Firstly we will prove $(b)$, then $(a)$ can be deduced easily. We will show that $Y \sim Poisson(\lambda p)$ using the fact that the Moment-generating function of $Y$ will be the Poisson one.
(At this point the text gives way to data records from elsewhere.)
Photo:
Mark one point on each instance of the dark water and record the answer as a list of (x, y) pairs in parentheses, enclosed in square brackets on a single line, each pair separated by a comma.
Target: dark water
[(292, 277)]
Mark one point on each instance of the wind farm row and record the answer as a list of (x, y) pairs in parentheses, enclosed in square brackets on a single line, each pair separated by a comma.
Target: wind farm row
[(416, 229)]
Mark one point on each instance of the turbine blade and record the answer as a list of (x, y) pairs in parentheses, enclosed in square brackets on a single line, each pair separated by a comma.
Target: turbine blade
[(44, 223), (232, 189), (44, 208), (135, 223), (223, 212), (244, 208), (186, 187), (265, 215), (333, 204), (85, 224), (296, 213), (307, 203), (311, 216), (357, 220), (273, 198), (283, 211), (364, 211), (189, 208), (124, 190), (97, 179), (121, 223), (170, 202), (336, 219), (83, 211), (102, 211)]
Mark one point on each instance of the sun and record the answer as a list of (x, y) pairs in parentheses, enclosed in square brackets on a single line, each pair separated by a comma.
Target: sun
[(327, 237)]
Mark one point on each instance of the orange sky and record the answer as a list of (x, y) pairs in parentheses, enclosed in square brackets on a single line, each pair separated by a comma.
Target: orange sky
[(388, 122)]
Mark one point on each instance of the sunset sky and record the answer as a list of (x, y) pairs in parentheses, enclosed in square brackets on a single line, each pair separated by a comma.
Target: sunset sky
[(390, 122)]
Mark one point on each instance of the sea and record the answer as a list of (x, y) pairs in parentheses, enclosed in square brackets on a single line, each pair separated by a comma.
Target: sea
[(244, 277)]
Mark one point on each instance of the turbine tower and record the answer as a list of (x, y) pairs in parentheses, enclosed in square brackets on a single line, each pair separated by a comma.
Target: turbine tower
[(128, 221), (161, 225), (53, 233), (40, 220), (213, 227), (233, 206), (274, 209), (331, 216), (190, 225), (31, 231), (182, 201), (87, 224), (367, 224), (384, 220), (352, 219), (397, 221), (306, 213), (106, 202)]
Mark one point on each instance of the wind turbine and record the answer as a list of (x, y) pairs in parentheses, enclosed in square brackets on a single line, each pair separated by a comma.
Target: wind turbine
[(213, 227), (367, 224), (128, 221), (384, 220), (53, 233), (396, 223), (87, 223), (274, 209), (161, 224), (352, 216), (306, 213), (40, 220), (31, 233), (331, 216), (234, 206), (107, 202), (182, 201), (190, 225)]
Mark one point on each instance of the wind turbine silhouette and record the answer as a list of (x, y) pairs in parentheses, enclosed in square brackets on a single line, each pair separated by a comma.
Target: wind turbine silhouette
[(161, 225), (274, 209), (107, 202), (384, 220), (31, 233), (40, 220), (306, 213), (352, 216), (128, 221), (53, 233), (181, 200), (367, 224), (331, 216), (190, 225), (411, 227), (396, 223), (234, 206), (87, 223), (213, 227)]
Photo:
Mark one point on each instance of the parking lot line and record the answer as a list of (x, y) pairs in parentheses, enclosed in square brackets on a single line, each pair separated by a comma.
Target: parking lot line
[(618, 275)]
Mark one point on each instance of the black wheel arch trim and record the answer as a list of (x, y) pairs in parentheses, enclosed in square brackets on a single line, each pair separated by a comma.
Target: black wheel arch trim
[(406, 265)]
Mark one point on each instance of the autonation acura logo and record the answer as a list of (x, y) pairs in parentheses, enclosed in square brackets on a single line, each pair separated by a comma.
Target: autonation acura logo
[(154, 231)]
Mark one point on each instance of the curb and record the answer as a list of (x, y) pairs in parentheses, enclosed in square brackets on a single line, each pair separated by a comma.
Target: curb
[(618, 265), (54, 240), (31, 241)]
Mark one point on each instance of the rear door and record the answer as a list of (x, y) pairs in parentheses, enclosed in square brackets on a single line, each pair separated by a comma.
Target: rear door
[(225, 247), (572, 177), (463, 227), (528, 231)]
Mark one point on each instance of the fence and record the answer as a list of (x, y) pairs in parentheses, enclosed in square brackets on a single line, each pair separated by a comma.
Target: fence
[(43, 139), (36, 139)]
We have $X \sim Poisson(\lambda)$ and $\displaystyle M_X(t)=e^{\lambda\left(e^t - 1\right)}.$
Now
$$\begin{align}
M_Y(t)&=E[e^{it}]\\
&=\sum\limits_{i=0}^{\infty}{e^{it}P\left( Y=i \right)}\\
&=\sum\limits_{i=0}^{\infty}{e^{it}\left( \sum\limits_{j=i}^{\infty}{P( Y=i|X=j)P\left(X=j\right)}\right)}
\end{align}$$
but $\displaystyle P(Y=i|X=j)=\binom{j}{i}p^iq^{j-i}=\frac{j!}{(j-i)!i!}p^iq^{j-i}$, i.e. binomial, because the events asociated with probability $p$ are independet and $\displaystyle P(X=j)=\frac{e^{-\lambda} \lambda^j}{j!}$. So
$$\begin{align}
M_Y(t)
&=\sum\limits_{i=0}^{\infty}{e^{it}\left( \sum\limits_{j=i}^{\infty}{\frac{j!}{(j-i)!i!}p^iq^{j-i}\frac{e^{-\lambda} \lambda^j}{j!}}\right)} \\
&=e^{-\lambda}\sum\limits_{i=0}^{\infty}{e^{it}\frac{1}{i!}\frac{p^i}{q^i}\sum\limits_{j=i}^{\infty}{\frac{q^{j}\lambda^j}{(j-i)!}}} \\
&=e^{-\lambda}\sum\limits_{i=0}^{\infty}{\frac{1}{i!}\left(\frac{e^{t}p}{q}\right)^i\sum\limits_{j=i}^{\infty}{\frac{(q\lambda)^{j}}{(j-i)!}}} \\
&=e^{-\lambda}\sum\limits_{i=0}^{\infty}{\frac{1}{i!}\left(\frac{e^{t}p}{q} \right)^i\sum\limits_{j=i}^{\infty}{\frac{(q\lambda)^i(q\lambda)^{j}}{(q\lambda)^i(j-i)!}}} \\
&=e^{-\lambda}\sum\limits_{i=0}^{\infty}{\frac{1}{i!}\left(\frac{e^{t}p}{q} \right)^i(q\lambda)^i\sum\limits_{j=i}^{\infty}{\frac{(q\lambda)^{j-i}}{(j-i)!}}} \\
&=e^{-\lambda}\sum\limits_{i=0}^{\infty}{\frac{1}{i!}\left(\lambda e^{t}p \right)^i\sum\limits_{j=0}^{\infty}{\frac{(q\lambda)^{j}}{j!}}} \\
\end{align}$$
but we know $\displaystyle \sum\limits_{k=0}^{\infty}{\frac{x^{k}}{k!}}=e^x,$ hence
$$\begin{align}
M_Y(t)
&=e^{-\lambda}\sum\limits_{i=0}^{\infty}{\frac{1}{i!}\left(\lambda e^{t}p \right)^i e^{q\lambda}}
=e^{-\lambda}e^{q\lambda}\sum\limits_{i=0}^{\infty}{\frac{1}{i!}\left(\lambda e^{t}p \right)^i }
=e^{-\lambda(1-q)}e^{\lambda e^{t}p}=e^{\lambda p\left( e^t -1\right)},
\end{align}$$
therefore $Y \sim Poisson(\lambda p)$.